Cellulari vecchi diventano “miniere” di materie prime grazie all’Enea

Sviluppare un nuovo processo per il recupero di materiali e metalli di alto valore da telefoni cellulari a fine vita in ottica di economia circolare. È questo l’obiettivo del progetto Portent, co-finanziato dalla Regione Lazio con circa 140 mila euro attraverso il Fondo Europeo di Sviluppo Regionale e coordinato dal Laboratorio Enea “Tecnologie per il Riuso, il Riciclo, il Recupero e la valorizzazione di Rifiuti e Materiali”. La notizia è stata diffusa dal portale Eneainform@.

 

Vere e proprie miniere di terre rare si nascondono nei circuiti interni degli smartphone. Mentre utilizziamo questi dispositivi, senza neanche saperlo, abbiamo in mano elementi come oro, argento, rame, litio, neodimio, praseodimio e disprosio. A fine vita questi apparecchi sono ancora troppo preziosi e pericolosi per finire in discarica senza prima essere stati riciclati con l’obiettivo di recuperare le schede elettroniche e avviare lo smaltimento delle sostanze tossiche.

Danilo Fontana, ricercatore Enea e responsabile del progetto Portent spiega che «è in crescita la quantità di rifiuti da apparecchiature elettriche ed elettroniche, soprattutto a causa di tempi di obsolescenza tecnica sempre più ridotti. Questo fenomeno potrebbero generare seri problemi di gestione legati alla presenza di metalli e sostanze nocive che rappresentano un rischio reale per la salute dell’uomo e dell’ambiente».

Il 2020 ha fatto registrare una significativa crescita della raccolta di questa tipologia di rifiuti: a livello nazionale ha oltrepassato le 78 mila tonnellate (+7,68% rispetto al 2019), mentre nella Regione Lazio la quota è stata di circa 6 mila tonnellate con un significativo balzo in avanti rispetto alla 2400 tonnellate dell’anno precedente. Tra questi rifiuti, i telefoni cellulari sono sicuramente gli apparecchi elettronici di maggiore interesse per i materiali preziosi e strategici che contengono.

 «La tendenza dell’imprenditoria italiana che si occupa di riciclo è quella di fermarsi alle fasi di trattamento e di riciclo più semplici ma meno remunerative, come la triturazione e la separazione di plastiche e di metalli, lasciando agli operatori esteri il vantaggio di recuperare la parte “nobile” del rifiuto, in particolare le schede elettroniche ricche di metalli come oro, argento, palladio e rame. Partendo dalle nostre competenze in questo settore, in sinergia con la Sapienza Università di Roma, vogliamo sviluppare un processo innovativo per il recupero di materiali da telefoni cellulari dismessi per il completamento della filiera, che adesso si ferma al commercio verso l’estero degli stock dei materiali separati», sottolinea Fontana.

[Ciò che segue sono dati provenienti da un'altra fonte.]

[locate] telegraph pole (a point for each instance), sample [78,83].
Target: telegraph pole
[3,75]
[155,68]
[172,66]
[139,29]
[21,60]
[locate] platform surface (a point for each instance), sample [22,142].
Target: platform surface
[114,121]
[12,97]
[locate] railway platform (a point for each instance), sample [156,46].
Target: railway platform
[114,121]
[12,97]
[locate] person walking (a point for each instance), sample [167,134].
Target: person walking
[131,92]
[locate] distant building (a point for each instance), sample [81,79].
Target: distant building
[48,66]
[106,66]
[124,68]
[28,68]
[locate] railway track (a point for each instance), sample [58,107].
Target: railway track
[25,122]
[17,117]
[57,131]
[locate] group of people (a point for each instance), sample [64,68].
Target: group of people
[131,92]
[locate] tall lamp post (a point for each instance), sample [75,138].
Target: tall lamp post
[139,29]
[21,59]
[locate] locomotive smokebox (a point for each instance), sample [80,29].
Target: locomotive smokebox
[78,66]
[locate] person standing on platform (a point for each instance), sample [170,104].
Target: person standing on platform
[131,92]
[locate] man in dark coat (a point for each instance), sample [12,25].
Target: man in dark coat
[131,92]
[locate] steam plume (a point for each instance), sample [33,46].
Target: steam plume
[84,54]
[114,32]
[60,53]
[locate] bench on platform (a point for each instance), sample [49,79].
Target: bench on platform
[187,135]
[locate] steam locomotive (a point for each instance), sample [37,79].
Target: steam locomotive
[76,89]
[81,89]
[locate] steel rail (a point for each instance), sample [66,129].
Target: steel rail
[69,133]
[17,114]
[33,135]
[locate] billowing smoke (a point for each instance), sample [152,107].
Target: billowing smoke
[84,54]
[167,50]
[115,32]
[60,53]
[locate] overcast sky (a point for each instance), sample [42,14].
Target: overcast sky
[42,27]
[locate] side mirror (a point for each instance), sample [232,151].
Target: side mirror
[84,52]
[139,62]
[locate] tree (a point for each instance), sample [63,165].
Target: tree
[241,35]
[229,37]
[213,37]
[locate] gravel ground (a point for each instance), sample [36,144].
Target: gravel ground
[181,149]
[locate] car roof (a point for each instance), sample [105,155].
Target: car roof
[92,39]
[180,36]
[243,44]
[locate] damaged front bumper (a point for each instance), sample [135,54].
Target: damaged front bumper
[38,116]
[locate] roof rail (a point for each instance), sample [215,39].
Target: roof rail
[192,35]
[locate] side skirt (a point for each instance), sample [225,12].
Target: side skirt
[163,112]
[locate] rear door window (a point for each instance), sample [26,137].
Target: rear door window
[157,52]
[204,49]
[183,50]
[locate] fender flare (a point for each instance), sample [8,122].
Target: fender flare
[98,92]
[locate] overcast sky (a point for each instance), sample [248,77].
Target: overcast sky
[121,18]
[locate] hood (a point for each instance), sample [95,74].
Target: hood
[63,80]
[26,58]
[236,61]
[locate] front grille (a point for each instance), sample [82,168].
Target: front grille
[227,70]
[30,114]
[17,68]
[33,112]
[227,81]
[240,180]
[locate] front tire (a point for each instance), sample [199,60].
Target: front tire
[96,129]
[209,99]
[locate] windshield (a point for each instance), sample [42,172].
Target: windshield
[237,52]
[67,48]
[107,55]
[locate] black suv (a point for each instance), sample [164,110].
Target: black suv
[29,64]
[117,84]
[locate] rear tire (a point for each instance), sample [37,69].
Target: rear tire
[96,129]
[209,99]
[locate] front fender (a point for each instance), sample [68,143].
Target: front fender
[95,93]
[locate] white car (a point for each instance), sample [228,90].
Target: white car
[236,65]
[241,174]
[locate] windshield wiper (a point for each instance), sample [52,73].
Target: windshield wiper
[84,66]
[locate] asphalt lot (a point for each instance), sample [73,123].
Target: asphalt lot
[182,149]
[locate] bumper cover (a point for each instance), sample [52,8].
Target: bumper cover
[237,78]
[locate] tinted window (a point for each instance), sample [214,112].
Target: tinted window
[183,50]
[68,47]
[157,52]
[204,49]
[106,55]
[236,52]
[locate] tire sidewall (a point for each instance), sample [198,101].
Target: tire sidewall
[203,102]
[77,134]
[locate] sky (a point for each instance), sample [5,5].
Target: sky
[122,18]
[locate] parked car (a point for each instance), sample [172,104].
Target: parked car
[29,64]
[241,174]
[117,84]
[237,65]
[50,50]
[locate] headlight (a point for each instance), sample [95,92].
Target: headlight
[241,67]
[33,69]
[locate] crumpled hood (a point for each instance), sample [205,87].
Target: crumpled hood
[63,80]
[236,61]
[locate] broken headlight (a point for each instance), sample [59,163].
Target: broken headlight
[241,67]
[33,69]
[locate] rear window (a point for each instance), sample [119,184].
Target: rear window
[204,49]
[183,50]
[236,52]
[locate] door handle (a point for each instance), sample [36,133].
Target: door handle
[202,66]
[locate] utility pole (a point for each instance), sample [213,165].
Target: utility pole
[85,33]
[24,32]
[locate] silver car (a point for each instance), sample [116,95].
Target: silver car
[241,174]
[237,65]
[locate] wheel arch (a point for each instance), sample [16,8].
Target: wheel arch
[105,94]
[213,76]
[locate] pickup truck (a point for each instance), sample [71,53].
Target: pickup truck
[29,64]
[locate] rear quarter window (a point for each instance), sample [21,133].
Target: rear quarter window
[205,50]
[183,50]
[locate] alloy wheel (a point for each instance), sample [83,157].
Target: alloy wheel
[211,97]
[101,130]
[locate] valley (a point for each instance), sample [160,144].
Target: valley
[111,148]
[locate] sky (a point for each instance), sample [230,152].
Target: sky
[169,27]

 «Grazie alle tecnologie attuali è possibile riciclare oltre il 96% di questi dispositivi elettronici, recuperando quantità significative di metalli preziosi con gradi di purezza elevati. Questo permetterebbe di evitare il depauperamento delle risorse naturali e l’approvvigionamento di alcune di queste materie prime critiche presenti prevalentemente in Paesi politicamente instabili», prosegue Fontana.

 Una volta concluso il progetto, i risultati della ricerca saranno trasferiti al tessuto imprenditoriale sia per l’innovazione tecnologica dei processi industriali sia per lo sviluppo di nuove competenze professionali qualificate. «L’obiettivo, infatti, è quello di contribuire alla crescita dell’economica locale e nazionale e alla riduzione dell’impatto ambientale di questa tipologia di rifiuti che, grazie al recupero dei materiali in essi contenuti, diventeranno fonte di materie prime seconde per nuovi prodotti tecnologici», conclude Fontana.